Se sabe que cuando un dios atribuía a alguien un favor o un disfavor,
ni él mismo o ningún otro dios, cualquiera fuese en jerarquía o en poder, podía
después contradecirlo, eliminar la atribución, lo que antes se había producido.
Sólo, sí, otorgar, si lo quería y se lo proponía, un favor o disfavor
suplementario, llamado a modificar, en cierto sentido relativo, el anterior. Es
lo que pasó, entre muchos otros ejemplos, con Casandra, la hija de Hécuba y de
Príamo, reyes de Troya. Siendo sacerdotisa de Apolo, pactó con él, a cambio de
un encuentro amoroso, el otorgamiento del don de profecía. Sin embargo, cuando
accedió a los secretos de la adivinación, Casandra rechazó el amor del dios;
éste, sintiéndose traicionado, al darle el único beso que logró arrancarle, la
maldijo escupiéndole en la boca: seguiría poseyendo su don, pues ninguno podía
quitárselo, pero nadie creería jamás sus profecías; la privó del don de
persuasión, de convicción. Así, tiempo después, ante su anuncio repetido de la
inminente caída de Troya, no hubo troyano que diera crédito a sus vaticinios.
Ella, junto a Laocoonte, fueron los únicos que predijeron el engaño mediante el
célebre caballo, la derrota, la muerte de Agamenón y su propia desgracia, pero
fue incapaz de evitar estas tragedias porque no se le creyó, tal era su
castigo. Publio Virgilio, entre los más fieles lectores de los griegos, lo
comenta así: “Cuatro veces se paró la enemiga máquina en el mismo umbral de la
puerta, y cuatro veces se oyó resonar en su vientre un crujido de armas.

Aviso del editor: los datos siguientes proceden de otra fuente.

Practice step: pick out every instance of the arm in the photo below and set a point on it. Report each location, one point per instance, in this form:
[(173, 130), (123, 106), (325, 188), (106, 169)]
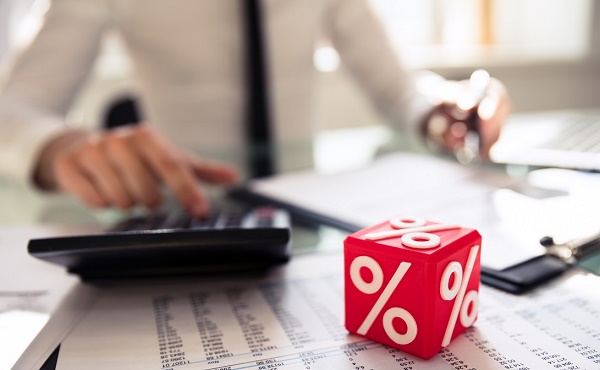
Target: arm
[(364, 48), (119, 168), (45, 79)]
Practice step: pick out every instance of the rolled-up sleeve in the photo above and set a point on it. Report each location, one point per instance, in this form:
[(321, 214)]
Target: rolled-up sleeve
[(45, 79)]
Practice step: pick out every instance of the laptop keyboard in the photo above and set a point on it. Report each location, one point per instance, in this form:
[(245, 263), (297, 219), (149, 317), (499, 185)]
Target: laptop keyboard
[(580, 135)]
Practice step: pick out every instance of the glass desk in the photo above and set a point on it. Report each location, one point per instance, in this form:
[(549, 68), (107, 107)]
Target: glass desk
[(25, 213)]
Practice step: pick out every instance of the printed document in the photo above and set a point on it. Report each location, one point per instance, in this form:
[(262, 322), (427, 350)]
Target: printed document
[(293, 319)]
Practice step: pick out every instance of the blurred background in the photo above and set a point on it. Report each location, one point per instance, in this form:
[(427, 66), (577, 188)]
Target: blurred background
[(547, 52)]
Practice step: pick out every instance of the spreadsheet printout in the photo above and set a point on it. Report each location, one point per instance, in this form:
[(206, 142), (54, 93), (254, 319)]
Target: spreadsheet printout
[(293, 319)]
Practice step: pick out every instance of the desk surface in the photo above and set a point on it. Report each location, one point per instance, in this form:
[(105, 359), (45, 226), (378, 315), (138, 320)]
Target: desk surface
[(25, 208)]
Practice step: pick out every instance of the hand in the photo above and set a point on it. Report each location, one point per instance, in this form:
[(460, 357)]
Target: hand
[(127, 166), (449, 123)]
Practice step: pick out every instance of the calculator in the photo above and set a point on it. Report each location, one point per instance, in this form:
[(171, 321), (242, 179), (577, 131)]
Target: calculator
[(175, 244)]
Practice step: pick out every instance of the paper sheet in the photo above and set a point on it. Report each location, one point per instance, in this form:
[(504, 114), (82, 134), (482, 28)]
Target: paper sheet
[(293, 319), (412, 185)]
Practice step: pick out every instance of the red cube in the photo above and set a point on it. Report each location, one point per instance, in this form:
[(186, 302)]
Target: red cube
[(412, 284)]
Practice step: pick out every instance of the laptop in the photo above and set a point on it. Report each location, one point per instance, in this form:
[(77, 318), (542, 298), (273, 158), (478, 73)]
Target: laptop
[(565, 139)]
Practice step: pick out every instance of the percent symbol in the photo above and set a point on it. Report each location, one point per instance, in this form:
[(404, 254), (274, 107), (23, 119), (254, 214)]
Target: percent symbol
[(373, 287), (457, 291)]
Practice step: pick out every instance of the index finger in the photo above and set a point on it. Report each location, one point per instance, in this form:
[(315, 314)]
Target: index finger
[(172, 170)]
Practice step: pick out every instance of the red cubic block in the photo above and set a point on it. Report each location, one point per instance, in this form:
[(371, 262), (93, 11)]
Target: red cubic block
[(416, 291)]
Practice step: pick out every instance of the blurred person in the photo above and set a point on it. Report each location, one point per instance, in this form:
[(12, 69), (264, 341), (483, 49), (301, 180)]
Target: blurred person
[(189, 63)]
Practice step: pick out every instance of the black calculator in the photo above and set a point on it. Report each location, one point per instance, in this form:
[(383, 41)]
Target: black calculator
[(175, 244)]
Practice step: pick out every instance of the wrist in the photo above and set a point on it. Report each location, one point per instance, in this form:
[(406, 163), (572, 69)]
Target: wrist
[(43, 176)]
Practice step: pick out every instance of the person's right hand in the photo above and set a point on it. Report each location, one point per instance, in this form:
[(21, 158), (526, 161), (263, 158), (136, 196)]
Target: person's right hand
[(127, 166)]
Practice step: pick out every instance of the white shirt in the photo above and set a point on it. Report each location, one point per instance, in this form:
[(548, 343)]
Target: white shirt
[(188, 58)]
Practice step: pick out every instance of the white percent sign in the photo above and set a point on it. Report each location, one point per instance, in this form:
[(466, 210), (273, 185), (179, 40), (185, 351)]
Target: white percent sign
[(373, 287), (414, 234), (457, 291)]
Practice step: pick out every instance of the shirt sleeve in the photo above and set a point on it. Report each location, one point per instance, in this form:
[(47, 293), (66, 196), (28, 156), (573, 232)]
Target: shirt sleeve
[(44, 80), (366, 52)]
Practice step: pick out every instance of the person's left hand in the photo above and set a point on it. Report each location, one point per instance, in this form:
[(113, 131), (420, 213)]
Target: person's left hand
[(452, 123)]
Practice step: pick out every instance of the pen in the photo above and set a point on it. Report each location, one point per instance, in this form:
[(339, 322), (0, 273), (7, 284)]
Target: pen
[(469, 102), (574, 250)]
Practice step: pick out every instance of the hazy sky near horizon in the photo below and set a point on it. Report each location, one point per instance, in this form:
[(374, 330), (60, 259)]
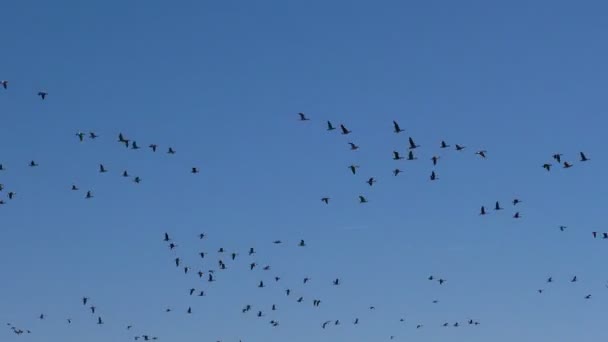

Avanzamos,
no obstante, desatentados y ciegos en nuestro delirio, y colocamos el fatal
monstruo en el sagrado alcázar. Entonces también abrió la boca para revelarnos
nuestros futuros destinos Casandra, jamás creída de los Troyanos por voluntad
de Apolo; y nosotros, infelices, para quienes era aquél el último día, íbamos
por la ciudad, ornando con festivas enramadas los templos de los dioses”
(Eneida, Libro II). Por su parte, Apolodoro (Epítome, 16-17), Ioannes Tzetzes
(Escolios sobre Licofrón), Higinio (Fábulas) cuentan también la historia: “Al
amanecer los exploradores troyanos informaron que el campamento griego estaba
reducido a cenizas y que su ejército se había ido dejando un caballo gigantesco
en la costa. Príamo y varios de sus hijos salieron para verlo y se quedaron
contemplándolo con asombro. El caballo resultó demasiado ancho para que pudiera
pasar por las puertas. Incluso cuando ensancharon la brecha en la muralla se
atrancó cuatro veces. Con enormes esfuerzos los troyanos lo subieron a la
ciudadela, pero al menos tomaron la precaución de volver a cerrar la brecha en
la muralla. Siguió otra agitada discusión cuando Casandra anunció que el
caballo contenía hombres armados, y le apoyó el adivino Laocoonte /.../ Gritó:
¡Necios, no confiéis en los griegos ni siquiera cuando os traen regalos! Y
dicho eso arrojó su lanza, que se clavó vibrando en el ijar del caballo e hizo
que dentro de él se entrechocaran las armas. Se oyeron gritos de: ¡Quemémoslo!
¡Arrojémoslo por la muralla! Pero los partidarios de Príamo suplicaron: Dejadlo
donde está”. En algunas versiones se afirma que la gente creía que ella
deliraba; en otras, que su familia la trataba como insana o que la encerraba en
la casa o la encarcelaba, lo que la hizo enloquecer. En otras versiones,
simplemente parece incomprendida.
Terminada la guerra, durante el saqueo de la ciudad, Ayax, hijo de
Oileo, encuentra a Casandra refugiada bajo un altar dedicado a la diosa Atenea.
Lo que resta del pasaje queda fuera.